Another problem is that the audience consumes it in different ways. Esports on television, which is where almost all the money is made via broadcasting rights, doesn’t really exist. Almost all of the audience would rather watch it on Twitch. Also, the hometown phenomenon, supporting one’s home team, doesn’t really exist either, because it’s such a global sport.

There’s no question gaming as a whole continues to grow. It’s just going to get bigger and bigger. Something like 40% of the world’s population now are gamers.

RP: Your current company GGWP focuses on improving community moderation in online games and rooting out toxic behavior, which has always been a constant battle. How are you trying to solve the problem?

DF: Most companies still largely use humans to moderate games in particular. Ten years ago, that was probably sufficient. Now, when you’re talking about billions of players, it’s certainly not sufficient. The biggest games in the world receive billions of support tickets from players. That’s how much toxicity and harassment is happening on these platforms. You can’t possibly hire enough humans to respond to this. The typical company has enough resources to respond to 0.1% of the reports that are filed, which means that when you file a report against someone for harassing you in a game, it for the most part is really just going into a black hole.

So what we decided to do a little over three years ago was to use AI to identify and detect proactively when this type of toxicity is occurring. In doing so, you can auto-moderate the vast majority of the stuff that’s happening. Part of the power of AI, which I think some people didn’t believe a few years ago but is very clear now with generative AI and ChatGPT, is that AI is incredibly intelligent. It can understand the context of what people are saying and doing.

Every online game or platform has a ton of data that they collect. So we’ve integrated a lot of that data.
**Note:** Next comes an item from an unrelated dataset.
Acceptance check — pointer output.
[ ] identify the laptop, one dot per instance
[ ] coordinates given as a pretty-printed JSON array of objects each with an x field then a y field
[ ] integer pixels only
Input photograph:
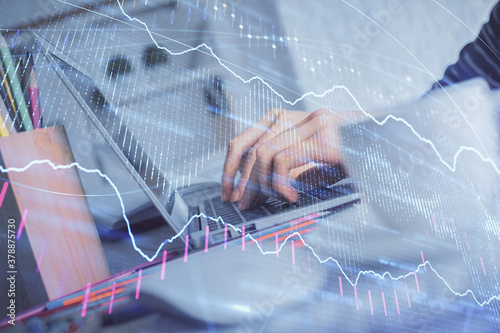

We’ll actually look into a person’s friends list in a game. If we see two people being super toxic to each other, and we see that they’re friends, we’ll actually say that they’re probably just messing around. So this data really enriches the context that you have about a particular incident, which helps us be much more precise and accurate. We also use all of that data to create a profile of the user – basically like a reputation score – to reflect historically if they are a good or bad actor. The combination of reputation score and data about the incident allows our system to moderate 99% of the activity. 

My favorite part of this experience of running GGWP is what we’ve learned that users can learn. Our goal is really not to be a “banhammer.” It’s to teach people what acceptable behavior looks like and reinforce that behavior. What we’ve seen is that in games which use our systems, the occurrence of toxicity is reduced by 60 to 70 percent. That was awesome to see. We’re not just blocking and censoring stuff. Players learn, and they actually just stop doing that type of behavior. 

RP: Purely by chance, we played in the same World of Warcraft Classic guild throughout the COVID-19 pandemic, logging on week in and week out to raid dungeons, grind, and catch up with our guildmates, many of whom we didn’t personally know before playing with them. Do you think that experience helped you mentally weather the pandemic? If so, do you think video games, esports, and gaming streams help numerous others in the same way? 

DF: Absolutely. For me, a lot of my gaming is centered around my friends. For this generation especially, gaming is kind of the new golf. It’s a very social activity. Certainly during the pandemic, when we were under lockdown and couldn’t go out, it was probably the best way to stay connected and to socialize with friends. When you’re playing in a WoW guild especially, you make a lot of new friends. I became closer friends with my friends and also made a lot of new friends through that experience.